Le Bureau du Vérificateur général (BVG) a rendu public son rapport de vérification de performance sur la gestion de la Compagnie malienne des Textiles (COMATEX) pour la période allant du 1er avril 2023 au 16 août 2024. Ce document fait constater plusieurs faiblesses structurelles et organisationnelles qui freinent la relance de cette industrie clé pour l’économie malienne.
Créée en 1968, la COMATEX, fierté industrielle de Ségou et du Mali dans son ensemble, est aujourd’hui entièrement détenue par l’État malien. Malgré un appui financier de 922 millions de FCFA en 2023, à l’occasion de sa relance après trois ans d’arrêt de travail, elle peine à retrouver son souffle. Le rapport révèle que « l’exercice 2023 s’est soldé par une perte de plus de 300 millions de FCFA » tandis que la consommation énergétique absorbe plus de 80 % des charges décaissables.

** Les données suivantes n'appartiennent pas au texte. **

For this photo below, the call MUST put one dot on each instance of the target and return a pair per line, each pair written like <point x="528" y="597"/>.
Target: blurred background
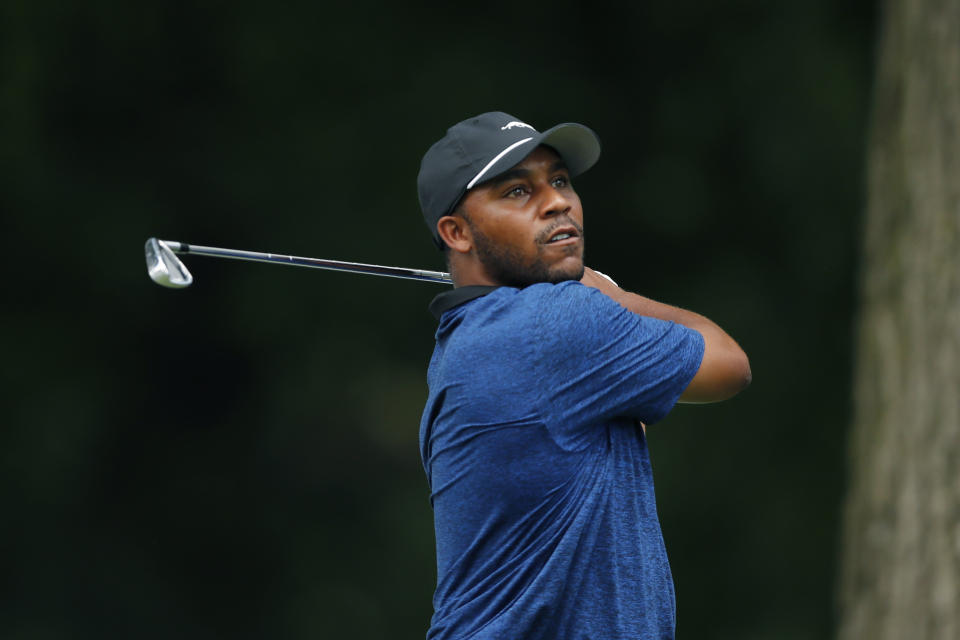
<point x="239" y="459"/>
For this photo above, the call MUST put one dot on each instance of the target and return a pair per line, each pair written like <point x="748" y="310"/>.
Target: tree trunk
<point x="900" y="570"/>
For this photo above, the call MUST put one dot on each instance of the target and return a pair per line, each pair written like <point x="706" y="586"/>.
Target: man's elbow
<point x="719" y="378"/>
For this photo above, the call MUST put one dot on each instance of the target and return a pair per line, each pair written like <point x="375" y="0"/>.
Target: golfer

Un Conseil d’administration inefficace
Le rapport souligne un sérieux dysfonctionnement dans la gouvernance : « Le Conseil d’administration ne fonctionne pas efficacement en matière de prise de décisions ». Sur les cinq sessions tenues durant la période sous revue, seuls deux procès-verbaux ont été adoptés. En outre, les états financiers de 2023 n’étaient toujours pas validés au 2 septembre 2024, soit au-delà du délai réglementaire de six mois.
L’organisation interne souffre également d’irrégularités. Des postes clés ont été supprimés ou fusionnés sans validation du Conseil d’administration. À titre d’exemple, « le chef du service audit cumule deux fonctions incompatibles : l’audit et la planification ». Ces dérives, selon les experts du BVG, compromettent la répartition optimale des tâches et nuisent à la performance globale de l’entreprise.
Un outil de production vétuste
Le Bureau de Samba Alhamdou Baby met aussi le doigt sur des pratiques d’approvisionnement peu orthodoxes. Il note que « 15 opérations d’achats de carburant ont été effectuées sans expression préalable des besoins des services utilisateurs ». Pire encore, sur 30 achats analysés, aucun n’a été soumis à une mise en concurrence, violant ainsi les principes de transparence et de bonne gestion des ressources.
La vétusté des équipements est un autre point noir. Les ateliers fonctionnent avec des machines obsolètes, certaines datant de 1966. Les quatre groupes électrogènes sont hors service depuis 1995, et le système de ventilation est à l’agonie. En 2023, la COMATEX n’a réalisé que 59,43 % de sa production prévue, soit 1 277 675 mètres de tissus sur une cible de 2 150 000.
Des recommandations pour sauver la COMATEX
Face à ces constats alarmants, le BVG a formulé plusieurs recommandations :
- Au Conseil d’administration : adopter rapidement les procès-verbaux en retard et valider l’organigramme.
- Au directeur général : établir un plan annuel de performance et formaliser les procédures d’achats.
- Au ministre de l’Industrie et du Commerce : allouer les ressources nécessaires à la rénovation des équipements vétustes.
Malgré les failles relevées, les experts du BVG reconnaissent que la COMATEX, grâce au soutien de l’État, affiche des « résultats fort appréciables au niveau de la production ». Toutefois, une restructuration urgente est indispensable pour que cette entreprise retrouve sa place de fleuron de l’industrie textile malienne.